Prosiana (Просяна) is a rural settlement in Synelnykove Raion, Dnipropetrovsk Oblast, Ukraine. It is located at the east of the oblast, southeast of the city of Dnipro. Prosiana belongs to Malomyhailivka rural hromada, one of the hromadas of Ukraine. Population:

== Name ==
According to legend, the name of the station was given by the engineer who supervised the construction. The reason was that "Просо" (Panicum) grew on the site selected for the station.

== History ==

Prosiana was founded in 1884 near the railway station.

In 1882, Steyger Medvedev conducted geological exploration, which revealed reserves of kaolin raw materials in many places.

In 1894, the first kaolin enrichment plant on these lands was built here, and three years later, a small brick factory for the production of refractories was built.

During the Ukrainian War of Independence, from 1917 to 1920, it passed between various factions. Afterwards it was administratively part of the Zaporizhzhia Governorate of Ukraine.

In 1938, it was granted the status of an urban-type settlement.

Until 18 July 2020, Prosiana belonged to Pokrovske Raion. The raion was abolished in July 2020 as part of the administrative reform of Ukraine, which reduced the number of raions of Dnipropetrovsk Oblast to seven. The area of Pokrovske Raion was merged into Synelnykove Raion.

Until 26 January 2024, Prosiana was designated urban-type settlement.
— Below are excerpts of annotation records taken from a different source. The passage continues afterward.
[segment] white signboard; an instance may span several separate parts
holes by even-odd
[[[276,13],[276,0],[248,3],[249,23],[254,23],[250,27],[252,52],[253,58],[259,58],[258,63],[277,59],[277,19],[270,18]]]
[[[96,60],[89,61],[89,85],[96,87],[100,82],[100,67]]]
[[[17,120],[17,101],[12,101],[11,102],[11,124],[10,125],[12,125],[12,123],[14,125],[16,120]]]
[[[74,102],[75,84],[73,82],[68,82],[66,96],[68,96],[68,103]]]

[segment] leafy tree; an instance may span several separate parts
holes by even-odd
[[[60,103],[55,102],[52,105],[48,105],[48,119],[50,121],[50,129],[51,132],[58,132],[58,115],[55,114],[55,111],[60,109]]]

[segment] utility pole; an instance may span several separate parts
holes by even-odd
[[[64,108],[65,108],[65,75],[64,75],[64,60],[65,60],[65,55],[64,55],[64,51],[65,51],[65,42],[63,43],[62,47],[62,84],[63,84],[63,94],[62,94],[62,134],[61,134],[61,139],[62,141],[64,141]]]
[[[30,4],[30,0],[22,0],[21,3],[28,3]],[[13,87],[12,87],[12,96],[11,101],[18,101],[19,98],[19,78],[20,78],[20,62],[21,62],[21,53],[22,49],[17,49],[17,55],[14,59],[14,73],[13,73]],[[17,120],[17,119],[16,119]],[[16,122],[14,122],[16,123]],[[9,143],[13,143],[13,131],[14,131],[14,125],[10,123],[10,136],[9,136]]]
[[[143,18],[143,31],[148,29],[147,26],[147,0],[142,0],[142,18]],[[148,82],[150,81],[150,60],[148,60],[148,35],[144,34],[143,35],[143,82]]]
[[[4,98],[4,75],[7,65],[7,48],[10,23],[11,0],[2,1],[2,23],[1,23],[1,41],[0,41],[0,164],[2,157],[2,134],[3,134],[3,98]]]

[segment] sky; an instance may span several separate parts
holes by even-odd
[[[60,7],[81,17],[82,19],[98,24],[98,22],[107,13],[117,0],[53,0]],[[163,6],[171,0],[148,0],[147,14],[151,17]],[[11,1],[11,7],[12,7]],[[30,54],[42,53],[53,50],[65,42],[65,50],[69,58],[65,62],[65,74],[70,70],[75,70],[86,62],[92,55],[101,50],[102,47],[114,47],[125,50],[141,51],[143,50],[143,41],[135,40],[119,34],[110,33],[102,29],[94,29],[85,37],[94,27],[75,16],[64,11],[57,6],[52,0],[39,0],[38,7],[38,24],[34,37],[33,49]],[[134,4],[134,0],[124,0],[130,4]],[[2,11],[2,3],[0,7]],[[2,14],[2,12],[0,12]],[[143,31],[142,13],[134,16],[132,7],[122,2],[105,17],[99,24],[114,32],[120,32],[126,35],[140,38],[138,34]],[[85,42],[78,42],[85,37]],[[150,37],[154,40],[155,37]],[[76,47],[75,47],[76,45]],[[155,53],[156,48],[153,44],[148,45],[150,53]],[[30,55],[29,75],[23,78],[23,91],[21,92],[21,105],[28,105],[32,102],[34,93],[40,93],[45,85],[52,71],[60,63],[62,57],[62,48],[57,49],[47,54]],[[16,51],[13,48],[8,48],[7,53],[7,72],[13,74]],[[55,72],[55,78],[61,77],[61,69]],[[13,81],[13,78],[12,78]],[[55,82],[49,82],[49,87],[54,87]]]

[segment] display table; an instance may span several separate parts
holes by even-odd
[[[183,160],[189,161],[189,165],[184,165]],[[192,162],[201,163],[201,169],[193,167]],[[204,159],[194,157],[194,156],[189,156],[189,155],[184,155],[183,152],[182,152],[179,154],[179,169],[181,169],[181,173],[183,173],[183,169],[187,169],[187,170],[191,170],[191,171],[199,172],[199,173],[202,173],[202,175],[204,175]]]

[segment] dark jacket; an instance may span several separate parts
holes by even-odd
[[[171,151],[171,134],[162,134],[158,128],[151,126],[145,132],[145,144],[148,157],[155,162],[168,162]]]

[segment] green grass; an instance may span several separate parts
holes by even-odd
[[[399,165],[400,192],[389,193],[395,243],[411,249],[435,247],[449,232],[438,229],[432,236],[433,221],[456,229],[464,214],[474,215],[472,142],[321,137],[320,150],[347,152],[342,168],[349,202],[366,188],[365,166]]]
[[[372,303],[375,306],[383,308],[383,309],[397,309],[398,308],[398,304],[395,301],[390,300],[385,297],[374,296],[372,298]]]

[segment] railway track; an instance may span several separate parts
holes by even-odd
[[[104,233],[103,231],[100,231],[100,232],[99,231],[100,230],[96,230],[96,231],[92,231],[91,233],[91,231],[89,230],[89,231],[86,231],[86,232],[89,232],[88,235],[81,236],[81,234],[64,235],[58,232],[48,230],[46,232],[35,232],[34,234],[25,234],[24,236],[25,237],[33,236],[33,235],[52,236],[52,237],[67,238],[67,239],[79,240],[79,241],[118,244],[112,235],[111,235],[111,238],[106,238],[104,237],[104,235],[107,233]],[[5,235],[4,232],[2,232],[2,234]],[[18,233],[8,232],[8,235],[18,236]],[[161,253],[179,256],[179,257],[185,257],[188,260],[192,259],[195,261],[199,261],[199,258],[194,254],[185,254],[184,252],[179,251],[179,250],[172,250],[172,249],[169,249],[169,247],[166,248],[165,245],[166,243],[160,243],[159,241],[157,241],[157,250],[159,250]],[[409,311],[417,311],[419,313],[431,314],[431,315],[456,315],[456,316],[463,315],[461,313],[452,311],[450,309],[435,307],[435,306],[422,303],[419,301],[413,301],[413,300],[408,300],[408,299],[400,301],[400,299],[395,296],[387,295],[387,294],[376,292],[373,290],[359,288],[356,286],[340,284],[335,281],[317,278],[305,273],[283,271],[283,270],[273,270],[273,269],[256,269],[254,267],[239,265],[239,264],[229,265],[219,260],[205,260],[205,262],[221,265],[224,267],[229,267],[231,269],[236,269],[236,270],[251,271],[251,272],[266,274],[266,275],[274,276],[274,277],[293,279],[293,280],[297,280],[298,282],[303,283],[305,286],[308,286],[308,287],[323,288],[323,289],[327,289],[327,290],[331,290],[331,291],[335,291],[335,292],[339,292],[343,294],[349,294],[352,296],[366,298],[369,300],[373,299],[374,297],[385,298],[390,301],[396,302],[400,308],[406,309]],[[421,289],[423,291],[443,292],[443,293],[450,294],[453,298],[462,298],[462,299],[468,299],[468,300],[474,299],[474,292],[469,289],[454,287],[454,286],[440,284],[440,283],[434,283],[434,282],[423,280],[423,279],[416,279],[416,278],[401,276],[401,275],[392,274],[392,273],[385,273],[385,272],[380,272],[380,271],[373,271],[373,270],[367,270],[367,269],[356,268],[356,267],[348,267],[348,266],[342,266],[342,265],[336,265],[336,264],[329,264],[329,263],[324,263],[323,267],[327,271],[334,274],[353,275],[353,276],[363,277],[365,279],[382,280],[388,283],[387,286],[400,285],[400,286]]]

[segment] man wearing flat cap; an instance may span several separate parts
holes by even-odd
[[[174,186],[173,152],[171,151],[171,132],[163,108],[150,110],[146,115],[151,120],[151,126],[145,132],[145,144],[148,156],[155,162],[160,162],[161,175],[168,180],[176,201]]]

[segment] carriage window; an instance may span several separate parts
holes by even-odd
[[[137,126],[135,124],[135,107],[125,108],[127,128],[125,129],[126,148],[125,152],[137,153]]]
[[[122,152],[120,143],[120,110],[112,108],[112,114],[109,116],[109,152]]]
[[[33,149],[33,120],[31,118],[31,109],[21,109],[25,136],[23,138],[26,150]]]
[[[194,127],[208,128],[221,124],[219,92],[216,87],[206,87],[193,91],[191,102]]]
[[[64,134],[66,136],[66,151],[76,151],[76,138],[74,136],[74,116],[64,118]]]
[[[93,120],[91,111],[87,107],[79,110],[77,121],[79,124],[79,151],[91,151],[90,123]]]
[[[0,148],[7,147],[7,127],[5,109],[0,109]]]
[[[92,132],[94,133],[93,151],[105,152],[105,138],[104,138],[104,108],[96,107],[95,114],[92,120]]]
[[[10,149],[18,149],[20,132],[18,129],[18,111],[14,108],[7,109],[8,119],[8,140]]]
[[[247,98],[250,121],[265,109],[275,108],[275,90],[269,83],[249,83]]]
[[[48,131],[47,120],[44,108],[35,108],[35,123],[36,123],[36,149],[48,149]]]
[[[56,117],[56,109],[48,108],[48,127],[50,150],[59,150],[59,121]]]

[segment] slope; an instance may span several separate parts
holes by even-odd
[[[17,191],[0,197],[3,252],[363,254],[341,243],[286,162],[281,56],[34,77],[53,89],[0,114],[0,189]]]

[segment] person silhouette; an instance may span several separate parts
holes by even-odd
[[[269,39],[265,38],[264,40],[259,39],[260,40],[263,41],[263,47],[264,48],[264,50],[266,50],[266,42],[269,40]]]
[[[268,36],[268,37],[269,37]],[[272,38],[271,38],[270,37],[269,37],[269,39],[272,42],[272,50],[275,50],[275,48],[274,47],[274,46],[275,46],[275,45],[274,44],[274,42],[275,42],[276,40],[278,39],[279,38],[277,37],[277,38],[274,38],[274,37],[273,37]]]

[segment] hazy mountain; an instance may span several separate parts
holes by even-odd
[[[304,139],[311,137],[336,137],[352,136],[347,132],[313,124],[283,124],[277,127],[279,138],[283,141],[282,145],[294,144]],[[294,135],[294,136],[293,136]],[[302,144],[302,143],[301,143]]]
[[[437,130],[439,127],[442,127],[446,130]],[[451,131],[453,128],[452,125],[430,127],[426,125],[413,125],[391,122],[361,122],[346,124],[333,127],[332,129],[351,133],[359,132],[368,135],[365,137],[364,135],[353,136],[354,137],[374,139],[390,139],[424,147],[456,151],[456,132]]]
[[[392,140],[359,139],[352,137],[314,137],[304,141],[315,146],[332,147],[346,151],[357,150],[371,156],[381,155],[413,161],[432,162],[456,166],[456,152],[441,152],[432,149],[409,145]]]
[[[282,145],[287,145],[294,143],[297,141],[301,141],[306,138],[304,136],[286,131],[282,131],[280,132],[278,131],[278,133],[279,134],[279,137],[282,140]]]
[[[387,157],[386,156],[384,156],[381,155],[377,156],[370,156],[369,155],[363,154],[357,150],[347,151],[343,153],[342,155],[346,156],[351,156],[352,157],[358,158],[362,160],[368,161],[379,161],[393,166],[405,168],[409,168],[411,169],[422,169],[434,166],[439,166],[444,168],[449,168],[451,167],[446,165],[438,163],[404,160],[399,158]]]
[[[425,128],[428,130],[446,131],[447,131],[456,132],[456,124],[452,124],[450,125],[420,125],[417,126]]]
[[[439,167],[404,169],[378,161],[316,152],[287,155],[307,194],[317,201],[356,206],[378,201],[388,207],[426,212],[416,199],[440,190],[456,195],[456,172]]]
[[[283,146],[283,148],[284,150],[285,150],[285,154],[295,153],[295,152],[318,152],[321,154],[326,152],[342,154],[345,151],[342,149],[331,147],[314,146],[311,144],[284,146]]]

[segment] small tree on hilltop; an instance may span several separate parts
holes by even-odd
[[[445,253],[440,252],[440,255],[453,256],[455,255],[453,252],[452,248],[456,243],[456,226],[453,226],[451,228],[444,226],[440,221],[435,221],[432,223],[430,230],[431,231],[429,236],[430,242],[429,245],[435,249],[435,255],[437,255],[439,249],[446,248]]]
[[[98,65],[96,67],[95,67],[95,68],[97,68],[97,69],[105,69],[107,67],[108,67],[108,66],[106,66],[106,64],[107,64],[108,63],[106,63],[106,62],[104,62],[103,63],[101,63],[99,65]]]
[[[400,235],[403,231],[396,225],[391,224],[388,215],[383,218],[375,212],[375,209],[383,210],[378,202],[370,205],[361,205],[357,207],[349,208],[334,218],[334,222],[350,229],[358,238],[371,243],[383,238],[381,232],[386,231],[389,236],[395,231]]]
On this day, a new law entered into force which abolished this status, and Prosiana became a rural settlement.

== Social sector facilities ==

- School.
- Music school.
- Kindergarten.
- Polyclinic.
- Palace of culture.
- Stadium.

==Economy==

=== Industry ===
Prosiana has a plant that was once one of the largest processors of kaolin ore in Europe.

=== Transportation ===
Prosiana has access to the Highway H15 connecting Zaporizhia with Marinka.

Prosiana railway station is on the railway line connecting Dnipro via Synelnykove and Chaplyne with Pokvovsk. There is infrequent passenger traffic.

== Famous people ==
- Anatoly Pavlovich Artsebarsky (1956) — cosmonaut, test pilot, Hero of the Soviet Union, was born in the urban-type settlement of Prosiana.